To truly support your middle managers and foster a meaningful approach to corporate wellness:

  • Start with the culture you want to create, not the perks you want to offer.  When discussing “wellness” for employees, it’s natural to brainstorm solutions: free meditation apps! Lunchtime yoga! As a result, these initiatives can make it  feel like it’s up to the employee to choose between work or wellness. Instead, create a vision for your workplace culture that ties to your overall strategy: how do you want employees to feel? How do you want them to speak about their work?
  • Define your organization-wide tradeoffs. Decide on and name the boundaries of your wellness commitment. Recognize that it very well may mean reducing the number of priorities you have as a company. If you’re not willing to do that, then understand that wellness will suffer–and create a plan as best you can.
  • Ask employees what wellness means to them. “Wellness” often has more to do with the stress of the work itself than with any self-care practices. Ask and listen: if employees respond that they are overworked or that there are larger systemic norms or practices preventing wellness or work life balance, create mechanisms for addressing the culture, such as by paring down priorities, or staffing up.

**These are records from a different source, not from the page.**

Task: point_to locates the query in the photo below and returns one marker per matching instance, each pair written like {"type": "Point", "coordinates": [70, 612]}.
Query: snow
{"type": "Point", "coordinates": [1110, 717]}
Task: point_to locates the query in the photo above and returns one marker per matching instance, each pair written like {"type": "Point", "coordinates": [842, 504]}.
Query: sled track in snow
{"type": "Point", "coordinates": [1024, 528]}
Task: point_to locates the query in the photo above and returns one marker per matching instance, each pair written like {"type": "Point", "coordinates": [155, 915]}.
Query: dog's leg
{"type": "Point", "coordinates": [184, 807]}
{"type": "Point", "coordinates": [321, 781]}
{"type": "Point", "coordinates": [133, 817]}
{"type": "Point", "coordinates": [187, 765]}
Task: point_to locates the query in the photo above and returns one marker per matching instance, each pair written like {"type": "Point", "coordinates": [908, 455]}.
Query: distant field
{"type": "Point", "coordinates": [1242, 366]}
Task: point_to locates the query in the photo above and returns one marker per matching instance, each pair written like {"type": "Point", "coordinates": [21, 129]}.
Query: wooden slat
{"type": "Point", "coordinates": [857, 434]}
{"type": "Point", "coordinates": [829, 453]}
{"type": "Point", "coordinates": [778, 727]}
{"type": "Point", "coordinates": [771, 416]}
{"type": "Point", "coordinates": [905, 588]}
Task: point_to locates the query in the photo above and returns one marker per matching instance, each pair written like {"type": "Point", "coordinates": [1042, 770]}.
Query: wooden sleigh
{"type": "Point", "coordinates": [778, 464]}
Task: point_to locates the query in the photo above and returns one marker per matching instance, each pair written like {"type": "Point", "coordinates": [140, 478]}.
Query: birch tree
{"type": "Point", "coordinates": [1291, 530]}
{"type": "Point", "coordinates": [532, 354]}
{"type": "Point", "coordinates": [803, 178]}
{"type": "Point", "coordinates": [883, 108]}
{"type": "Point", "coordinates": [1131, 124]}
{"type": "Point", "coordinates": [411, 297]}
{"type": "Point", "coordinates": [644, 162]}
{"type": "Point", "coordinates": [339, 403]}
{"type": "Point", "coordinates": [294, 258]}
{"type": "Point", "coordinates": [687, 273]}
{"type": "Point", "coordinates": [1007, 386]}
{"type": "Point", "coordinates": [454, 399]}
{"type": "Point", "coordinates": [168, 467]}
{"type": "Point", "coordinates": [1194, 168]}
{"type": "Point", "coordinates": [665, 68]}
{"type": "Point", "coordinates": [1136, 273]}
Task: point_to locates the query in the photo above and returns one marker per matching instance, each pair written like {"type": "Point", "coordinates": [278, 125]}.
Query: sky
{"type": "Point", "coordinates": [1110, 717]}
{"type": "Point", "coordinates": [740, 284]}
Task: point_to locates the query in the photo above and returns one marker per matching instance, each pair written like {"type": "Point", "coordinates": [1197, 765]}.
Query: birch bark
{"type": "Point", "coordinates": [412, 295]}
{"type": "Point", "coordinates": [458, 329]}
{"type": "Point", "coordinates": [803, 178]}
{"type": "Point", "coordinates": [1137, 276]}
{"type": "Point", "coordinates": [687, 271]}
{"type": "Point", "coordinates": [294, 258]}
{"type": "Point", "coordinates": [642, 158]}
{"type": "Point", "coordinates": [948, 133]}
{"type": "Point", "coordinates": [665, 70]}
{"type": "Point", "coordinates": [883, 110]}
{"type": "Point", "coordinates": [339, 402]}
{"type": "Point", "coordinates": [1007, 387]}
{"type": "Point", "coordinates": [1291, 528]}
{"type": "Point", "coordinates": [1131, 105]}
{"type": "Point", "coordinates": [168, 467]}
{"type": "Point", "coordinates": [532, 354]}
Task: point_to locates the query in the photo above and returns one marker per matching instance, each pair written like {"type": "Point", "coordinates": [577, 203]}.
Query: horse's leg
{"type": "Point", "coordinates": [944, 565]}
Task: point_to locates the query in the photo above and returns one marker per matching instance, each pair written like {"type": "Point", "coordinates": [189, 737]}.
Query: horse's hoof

  • Allow for autonomy. People experience work life balance in different ways: some would rather skip lunch and go home at 5 every day, and others need that time to be productive in the afternoon. Don’t assume that your preferred way is the “right” way, and then implement broad-brush solutions. Stand firm on your organizational trade-offs, and then let managers support their peoples’ individual choices.
  • Assess team capacity. Managers are often tasked with managing team capacity after project priorities are already defined. Flip the script. Understand the capacity of your teams, and shape your priorities to that. Your teams will deliver much better results, and you’ll prevent undesirable side effects of over-work, such as unreported or over-reported overtime.
  • Model everything, and expect managers to model. If leaders are overworked, managers will think they need to overwork, and teams will follow suit. Stop the glorification of overwork: instead, take a moment in a meeting to suggest that a tired employee takes the afternoon off. Remind folks when they are on vacation to put their out of office message on their email, and ignore it (and make sure you do the same). These small and simple actions can be more powerful for workplace wellness than any perk.